Kennedy and Feinstein proposed to amend the Senate Energy
and Water Appropriations bill, which includes $6 million for
the study of low-yield nuclear weapons, or "mini-nukes.".
It also contains $15 million for the study of a robust nuclear
earth penetrator -- a weapon designed to destroy deeply buried
and hardened targets.
In July, a House appropriations subcommittee agreed to cut
funding for low-yield nuclear weapons and took $10 million
out of the program to develop a robust nuclear earth penetrator.
Kennedy and Feinstein urged the Senate to do the same.
They said that development of these new weapons could fuel
a nuclear arms race, lower the threshold for possible use
of these weapons and blur the distinction between nuclear
and non-nuclear weapons.
"We believe that the American public needs to know what is
happening," Feinstein said.
Kennedy added that the smaller size and increased usability
of low-yield nuclear arms would be "an invitation to terrorists."
He said research and development of such weapons "makes absolutely
no sense with regards to our national security and regards
to our war against terrorism."
"As we wage this war on terror it seems to me that we should
do everything we can to make nuclear weapons less desirable,
less available and less likely to be used," Feinstein said.
"Does anyone not believe that if the U.S. goes down this path,
other nations will not follow? It is crucial that we lead
the way in word and deed and that we reduce the risk of nuclear
weapons throughout the world."
Bryan Wilkes, spokesman for the National Nuclear Security
Administration, said he wasn't surprised that the Feinstein-Kennedy
amendment was rejected.
"These issues have already been debated in the House and
Senate, and we won," he said, noting that in May, Congress
lifted a 1993 ban on researching low-yield weapons.

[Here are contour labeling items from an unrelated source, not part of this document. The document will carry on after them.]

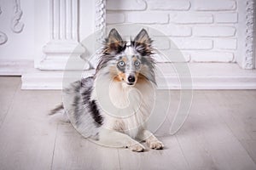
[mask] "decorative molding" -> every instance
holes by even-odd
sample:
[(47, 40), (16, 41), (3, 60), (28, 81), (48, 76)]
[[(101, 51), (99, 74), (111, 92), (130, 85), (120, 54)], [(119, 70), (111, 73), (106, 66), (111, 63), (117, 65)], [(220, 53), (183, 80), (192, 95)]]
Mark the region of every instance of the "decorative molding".
[(246, 3), (246, 40), (244, 68), (253, 69), (254, 65), (253, 32), (254, 32), (254, 0)]
[(105, 38), (106, 0), (96, 0), (95, 31), (99, 32), (96, 40), (99, 42)]
[[(157, 74), (159, 89), (181, 89), (179, 77), (172, 71), (171, 64), (158, 64), (163, 74)], [(256, 89), (256, 70), (243, 70), (236, 64), (188, 64), (191, 71), (193, 89)], [(95, 70), (83, 76), (93, 75)], [(75, 72), (71, 78), (80, 76)], [(81, 77), (81, 76), (79, 76)], [(62, 71), (38, 71), (22, 75), (22, 89), (61, 89)]]
[(15, 33), (20, 33), (24, 28), (24, 23), (20, 22), (22, 10), (20, 8), (20, 0), (13, 0), (14, 2), (14, 16), (11, 21), (11, 30)]
[[(38, 68), (64, 71), (75, 70), (75, 63), (86, 65), (87, 62), (80, 57), (85, 49), (78, 38), (78, 0), (49, 0), (49, 41), (43, 48), (45, 56)], [(70, 58), (74, 59), (72, 60), (73, 66), (67, 68)]]
[(0, 60), (0, 76), (20, 76), (33, 68), (33, 60)]
[(90, 68), (96, 68), (98, 62), (98, 56), (102, 51), (102, 44), (106, 37), (106, 0), (95, 1), (95, 29), (96, 46), (95, 54), (89, 60)]
[(5, 33), (3, 33), (3, 31), (0, 31), (0, 45), (3, 45), (3, 43), (5, 43), (8, 40), (8, 37), (6, 36)]
[[(2, 12), (3, 11), (2, 11), (2, 8), (0, 7), (0, 14), (2, 14)], [(7, 42), (7, 40), (8, 40), (7, 35), (4, 32), (0, 31), (0, 45), (4, 44)]]

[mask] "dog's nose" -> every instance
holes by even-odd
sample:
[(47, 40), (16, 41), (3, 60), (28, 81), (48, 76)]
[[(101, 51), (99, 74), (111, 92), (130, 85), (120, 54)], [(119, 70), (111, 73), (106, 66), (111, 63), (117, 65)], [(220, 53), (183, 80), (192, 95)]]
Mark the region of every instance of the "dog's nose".
[(135, 76), (128, 76), (128, 82), (129, 82), (130, 83), (135, 82)]

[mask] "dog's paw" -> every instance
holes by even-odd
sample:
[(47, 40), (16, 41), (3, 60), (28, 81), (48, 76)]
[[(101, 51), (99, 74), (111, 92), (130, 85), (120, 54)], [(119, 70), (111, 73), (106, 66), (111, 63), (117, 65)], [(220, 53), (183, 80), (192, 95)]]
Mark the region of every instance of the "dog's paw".
[(148, 144), (151, 149), (154, 150), (162, 150), (164, 148), (163, 143), (159, 140), (149, 141)]
[(129, 149), (130, 149), (131, 151), (143, 152), (143, 151), (144, 151), (145, 147), (144, 147), (143, 144), (137, 143), (137, 144), (131, 144), (131, 145), (129, 147)]

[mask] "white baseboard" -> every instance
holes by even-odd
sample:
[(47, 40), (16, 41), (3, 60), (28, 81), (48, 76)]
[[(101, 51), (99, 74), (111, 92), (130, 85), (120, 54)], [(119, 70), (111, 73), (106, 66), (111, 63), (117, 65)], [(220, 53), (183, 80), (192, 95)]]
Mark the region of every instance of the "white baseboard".
[[(256, 89), (256, 70), (242, 70), (236, 64), (188, 64), (191, 76), (186, 71), (179, 76), (177, 73), (178, 69), (171, 64), (159, 64), (158, 68), (163, 72), (162, 75), (160, 71), (157, 74), (160, 89)], [(86, 71), (83, 76), (90, 76), (94, 71)], [(70, 82), (81, 77), (80, 73), (72, 74), (73, 76), (70, 76)], [(192, 84), (189, 81), (192, 81)], [(34, 70), (22, 75), (22, 89), (62, 89), (62, 87), (61, 71)]]
[(0, 60), (0, 76), (21, 76), (33, 67), (33, 60)]

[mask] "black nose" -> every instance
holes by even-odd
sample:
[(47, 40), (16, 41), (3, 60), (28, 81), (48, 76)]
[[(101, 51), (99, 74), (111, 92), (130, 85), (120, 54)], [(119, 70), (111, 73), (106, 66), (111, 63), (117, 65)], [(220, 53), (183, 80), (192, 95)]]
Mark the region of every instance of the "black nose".
[(135, 76), (128, 76), (128, 82), (131, 83), (135, 82)]

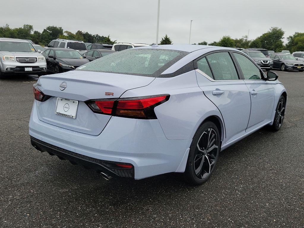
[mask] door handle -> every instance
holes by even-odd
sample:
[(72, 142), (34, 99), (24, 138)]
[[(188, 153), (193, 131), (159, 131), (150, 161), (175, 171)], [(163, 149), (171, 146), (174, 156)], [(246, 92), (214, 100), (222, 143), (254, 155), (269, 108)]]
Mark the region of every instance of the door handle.
[(220, 95), (224, 93), (224, 91), (223, 90), (214, 90), (212, 91), (212, 95)]

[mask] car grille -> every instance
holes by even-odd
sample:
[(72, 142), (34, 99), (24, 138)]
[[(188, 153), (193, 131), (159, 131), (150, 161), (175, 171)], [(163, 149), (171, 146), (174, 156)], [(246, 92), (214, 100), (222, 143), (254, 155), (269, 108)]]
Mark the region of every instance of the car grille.
[(16, 57), (16, 60), (18, 62), (21, 63), (33, 63), (37, 61), (37, 58)]
[[(114, 168), (112, 167), (110, 167), (107, 165), (107, 164), (110, 163), (119, 163), (119, 162), (114, 162), (109, 161), (105, 161), (102, 160), (100, 160), (97, 158), (95, 158), (93, 157), (89, 157), (86, 156), (85, 155), (81, 154), (80, 154), (73, 152), (73, 151), (68, 150), (67, 150), (61, 148), (56, 146), (50, 144), (50, 143), (46, 143), (45, 142), (40, 140), (38, 139), (36, 139), (32, 136), (31, 136), (31, 140), (40, 144), (38, 145), (38, 147), (41, 147), (41, 146), (44, 146), (48, 148), (47, 149), (46, 151), (50, 153), (54, 153), (56, 154), (57, 152), (59, 152), (60, 154), (62, 155), (63, 157), (64, 157), (64, 154), (69, 156), (71, 156), (73, 157), (76, 157), (78, 159), (84, 160), (89, 163), (92, 163), (92, 164), (98, 164), (100, 165), (105, 167), (106, 167), (108, 169), (111, 171), (112, 172), (116, 174), (118, 176), (121, 177), (130, 177), (133, 178), (134, 176), (134, 167), (133, 167), (131, 168), (124, 169), (119, 168)], [(56, 152), (57, 151), (57, 152)], [(56, 155), (57, 155), (56, 154)], [(60, 156), (59, 155), (57, 155)], [(69, 160), (68, 158), (66, 158), (67, 160)], [(122, 164), (124, 163), (121, 163)], [(90, 168), (89, 166), (87, 167)], [(92, 167), (92, 168), (94, 168)]]

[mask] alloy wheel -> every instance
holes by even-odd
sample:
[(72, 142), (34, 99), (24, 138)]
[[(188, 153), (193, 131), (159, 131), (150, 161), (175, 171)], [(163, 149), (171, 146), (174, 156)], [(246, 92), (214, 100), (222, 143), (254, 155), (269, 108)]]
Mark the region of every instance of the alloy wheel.
[(204, 179), (210, 174), (216, 161), (219, 145), (214, 129), (208, 128), (203, 133), (196, 145), (194, 156), (195, 174)]
[(275, 120), (275, 123), (277, 126), (279, 128), (283, 123), (285, 114), (285, 101), (283, 99), (281, 99), (279, 102), (277, 112), (278, 112), (278, 116)]

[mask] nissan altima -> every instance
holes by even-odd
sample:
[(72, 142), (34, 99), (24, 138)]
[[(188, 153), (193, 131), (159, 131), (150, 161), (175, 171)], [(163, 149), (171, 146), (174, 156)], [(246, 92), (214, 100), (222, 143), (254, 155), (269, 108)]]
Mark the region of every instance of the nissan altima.
[(220, 151), (282, 127), (287, 94), (275, 73), (229, 48), (154, 45), (40, 77), (32, 144), (112, 177), (184, 173), (207, 180)]

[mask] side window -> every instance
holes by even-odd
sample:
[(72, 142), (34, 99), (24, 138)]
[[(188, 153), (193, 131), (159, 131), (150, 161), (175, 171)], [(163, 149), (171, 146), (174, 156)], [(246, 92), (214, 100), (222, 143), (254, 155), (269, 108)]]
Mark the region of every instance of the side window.
[(50, 51), (50, 54), (49, 54), (49, 56), (50, 55), (53, 56), (54, 56), (54, 51), (53, 51), (52, 49), (51, 49)]
[(89, 57), (92, 57), (93, 55), (93, 52), (94, 52), (94, 51), (88, 51), (87, 52), (87, 54), (86, 54), (86, 55), (87, 56), (88, 56)]
[(233, 54), (240, 65), (245, 79), (251, 80), (262, 79), (260, 68), (248, 58), (239, 53), (233, 53)]
[(100, 58), (100, 54), (97, 51), (94, 51), (94, 54), (93, 54), (93, 57), (94, 58), (96, 58), (96, 57), (97, 58)]
[(58, 47), (58, 45), (59, 44), (59, 41), (55, 41), (55, 43), (54, 44), (54, 47)]
[(206, 57), (215, 80), (238, 80), (237, 70), (229, 53), (217, 52)]
[(127, 49), (127, 45), (120, 45), (120, 48), (119, 49), (119, 50), (122, 51), (123, 50), (125, 50)]
[(59, 47), (62, 47), (64, 48), (64, 47), (65, 46), (65, 43), (64, 42), (61, 42), (60, 43), (60, 45), (59, 46)]
[(49, 44), (49, 47), (54, 47), (54, 44), (55, 43), (55, 41), (52, 41)]
[(212, 78), (213, 78), (212, 73), (205, 57), (201, 59), (196, 62), (197, 63), (197, 68), (199, 70), (202, 71)]
[(47, 56), (49, 56), (49, 53), (50, 53), (50, 49), (47, 49), (44, 52), (44, 54)]

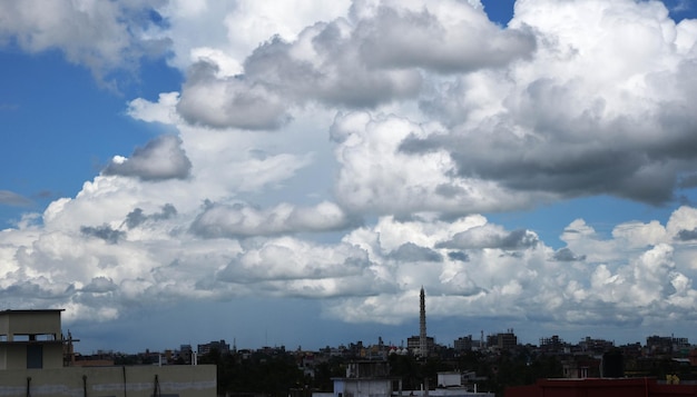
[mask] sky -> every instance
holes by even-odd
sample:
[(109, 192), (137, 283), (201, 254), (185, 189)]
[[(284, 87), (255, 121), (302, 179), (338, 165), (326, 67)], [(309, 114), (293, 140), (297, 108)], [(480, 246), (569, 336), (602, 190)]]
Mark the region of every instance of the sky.
[(697, 3), (0, 2), (0, 302), (77, 350), (697, 341)]

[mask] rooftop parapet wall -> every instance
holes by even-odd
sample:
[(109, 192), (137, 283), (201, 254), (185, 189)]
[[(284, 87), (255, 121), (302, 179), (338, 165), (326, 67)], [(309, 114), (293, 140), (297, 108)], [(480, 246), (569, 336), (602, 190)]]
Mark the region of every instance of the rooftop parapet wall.
[(0, 371), (0, 396), (215, 397), (216, 367), (127, 366)]

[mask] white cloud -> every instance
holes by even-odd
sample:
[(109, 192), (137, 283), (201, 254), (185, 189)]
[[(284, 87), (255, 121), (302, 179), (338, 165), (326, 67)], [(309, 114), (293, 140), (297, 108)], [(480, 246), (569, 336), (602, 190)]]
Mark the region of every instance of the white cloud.
[(102, 80), (116, 69), (134, 70), (147, 54), (161, 54), (166, 41), (149, 11), (161, 1), (21, 1), (0, 4), (0, 43), (17, 41), (26, 51), (60, 49)]
[(102, 172), (157, 181), (185, 179), (190, 170), (192, 161), (181, 149), (181, 139), (164, 135), (153, 139), (143, 148), (136, 148), (128, 159), (115, 157)]
[[(17, 17), (2, 34), (27, 50), (94, 70), (144, 51), (116, 22), (130, 8), (51, 6), (57, 20), (82, 12), (95, 37), (80, 43), (27, 4), (0, 6)], [(557, 249), (478, 215), (689, 187), (694, 21), (629, 0), (519, 0), (510, 28), (478, 1), (156, 6), (167, 23), (143, 34), (171, 40), (188, 77), (126, 111), (171, 135), (0, 232), (12, 305), (109, 320), (134, 305), (301, 297), (394, 325), (424, 286), (435, 318), (651, 328), (694, 311), (695, 208), (608, 236), (579, 218)], [(116, 43), (99, 49), (104, 32)]]

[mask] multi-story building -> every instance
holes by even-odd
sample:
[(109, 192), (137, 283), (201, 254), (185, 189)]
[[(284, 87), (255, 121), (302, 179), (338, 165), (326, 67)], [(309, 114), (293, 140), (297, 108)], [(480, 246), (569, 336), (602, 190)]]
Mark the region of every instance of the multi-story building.
[(500, 350), (514, 349), (518, 346), (518, 337), (513, 334), (513, 329), (511, 328), (505, 333), (490, 335), (487, 339), (487, 346)]
[(469, 351), (472, 350), (472, 335), (463, 336), (453, 341), (453, 348), (455, 351)]
[(0, 396), (216, 395), (214, 365), (71, 366), (70, 346), (77, 340), (63, 338), (61, 311), (0, 311)]
[(230, 351), (229, 344), (226, 344), (225, 339), (213, 340), (208, 344), (198, 345), (197, 348), (198, 348), (199, 356), (205, 356), (209, 354), (212, 350), (218, 350), (218, 353), (222, 355), (227, 355)]
[[(409, 351), (421, 351), (421, 337), (419, 335), (406, 338), (406, 348)], [(435, 339), (433, 337), (426, 337), (426, 350), (433, 351), (435, 349)]]

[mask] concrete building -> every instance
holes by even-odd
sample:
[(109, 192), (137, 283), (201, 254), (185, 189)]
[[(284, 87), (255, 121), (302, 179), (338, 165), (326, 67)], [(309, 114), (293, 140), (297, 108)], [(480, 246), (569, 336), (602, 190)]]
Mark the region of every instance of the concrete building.
[(697, 396), (697, 385), (659, 384), (655, 378), (540, 379), (534, 385), (509, 387), (505, 397), (673, 397)]
[[(346, 367), (345, 378), (333, 378), (334, 397), (387, 397), (392, 396), (393, 383), (386, 361), (357, 361)], [(397, 390), (400, 387), (397, 386)]]
[(216, 367), (66, 367), (62, 309), (0, 311), (0, 396), (214, 397)]
[(229, 344), (225, 343), (225, 339), (213, 340), (209, 344), (202, 344), (197, 346), (198, 355), (205, 356), (209, 354), (212, 350), (218, 350), (222, 355), (227, 355), (230, 353)]
[(518, 337), (513, 329), (508, 329), (505, 333), (490, 335), (487, 345), (499, 350), (510, 350), (518, 346)]
[(455, 351), (472, 350), (472, 335), (463, 336), (453, 341)]
[(61, 368), (61, 311), (0, 311), (0, 370)]

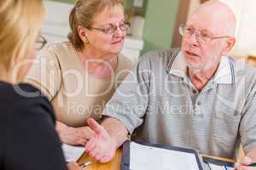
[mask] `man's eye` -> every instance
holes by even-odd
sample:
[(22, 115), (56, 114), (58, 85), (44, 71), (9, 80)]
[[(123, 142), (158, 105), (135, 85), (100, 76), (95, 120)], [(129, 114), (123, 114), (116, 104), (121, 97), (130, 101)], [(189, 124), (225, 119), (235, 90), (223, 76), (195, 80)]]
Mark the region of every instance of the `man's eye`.
[(209, 38), (209, 37), (210, 37), (209, 34), (207, 33), (207, 32), (201, 32), (201, 36), (202, 37), (204, 37), (204, 38)]

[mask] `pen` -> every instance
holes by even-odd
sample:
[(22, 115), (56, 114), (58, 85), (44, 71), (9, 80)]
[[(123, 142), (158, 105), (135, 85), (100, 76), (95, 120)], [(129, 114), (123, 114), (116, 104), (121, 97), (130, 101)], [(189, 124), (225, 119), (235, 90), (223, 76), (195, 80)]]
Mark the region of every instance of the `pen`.
[(249, 167), (256, 167), (256, 162), (251, 163), (251, 164), (249, 164), (249, 165), (247, 165), (247, 166), (249, 166)]
[(224, 165), (224, 168), (225, 170), (229, 170), (226, 165)]
[[(256, 167), (256, 162), (251, 163), (249, 165), (245, 165), (245, 166), (247, 166), (247, 167)], [(239, 167), (239, 163), (236, 163), (235, 164), (235, 170), (237, 169), (238, 167)]]
[(80, 167), (84, 168), (84, 167), (86, 167), (90, 163), (90, 162), (87, 162), (85, 163), (80, 164), (79, 166), (80, 166)]

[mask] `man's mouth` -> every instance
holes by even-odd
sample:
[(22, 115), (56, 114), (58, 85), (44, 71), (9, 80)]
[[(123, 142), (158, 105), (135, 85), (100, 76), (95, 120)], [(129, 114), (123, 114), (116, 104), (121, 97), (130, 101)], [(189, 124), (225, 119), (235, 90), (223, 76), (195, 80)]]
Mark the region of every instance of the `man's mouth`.
[(189, 52), (189, 51), (185, 51), (185, 53), (188, 54), (189, 55), (191, 55), (191, 56), (199, 57), (198, 54), (196, 54), (195, 53), (192, 53), (192, 52)]

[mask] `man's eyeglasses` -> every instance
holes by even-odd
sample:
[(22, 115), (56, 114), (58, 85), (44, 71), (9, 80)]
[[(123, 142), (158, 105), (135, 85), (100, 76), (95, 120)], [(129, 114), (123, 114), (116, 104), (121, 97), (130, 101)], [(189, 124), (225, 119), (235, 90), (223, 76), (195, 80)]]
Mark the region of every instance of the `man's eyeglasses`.
[(189, 26), (187, 25), (181, 25), (178, 31), (179, 34), (184, 37), (190, 37), (195, 33), (196, 40), (201, 44), (209, 43), (214, 39), (230, 37), (230, 36), (213, 37), (212, 34), (207, 30), (196, 30), (193, 26)]
[(36, 41), (36, 49), (37, 50), (42, 49), (46, 43), (47, 43), (46, 39), (42, 35), (40, 35)]
[(122, 31), (125, 31), (127, 30), (127, 28), (129, 28), (129, 27), (130, 27), (130, 24), (126, 23), (126, 22), (122, 22), (119, 26), (116, 26), (113, 24), (109, 24), (109, 25), (106, 26), (105, 27), (102, 27), (102, 28), (86, 26), (86, 28), (88, 28), (88, 29), (97, 30), (97, 31), (102, 31), (105, 34), (108, 34), (108, 35), (113, 34), (118, 28), (119, 28)]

Wilkes said that opponents of nuclear weapons funding are
missing the point. "This is just a feasibility study. We are
not talking about developing or testing anything," he said.
"No nuclear weapons can be produced without [an] additional
congressional decision. Period."
During Tuesday's debate, Sen. Pete Domenici (R-N.M.) defended
the Bush administration, saying that funding would only be
used to study, not develop or test, low-yield weapons.
"There is nothing in the bill that will produce a single
new nuclear weapon," he said.
Domenici argued that if the amendment passed, it would "put
blinders on scientists" and prevent them from thinking about
and designing new nuclear weapons - even if they never are
built.
But Kennedy and Feinstein pointed to policy statements by
the Bush administration that referred specifically to the
"research and development" of low-yield weapons.
Kennedy said nuclear-arms research undoubtedly would lead
to development and testing of the weapons.
"I believe a nuke is a nuke is a nuke," he said.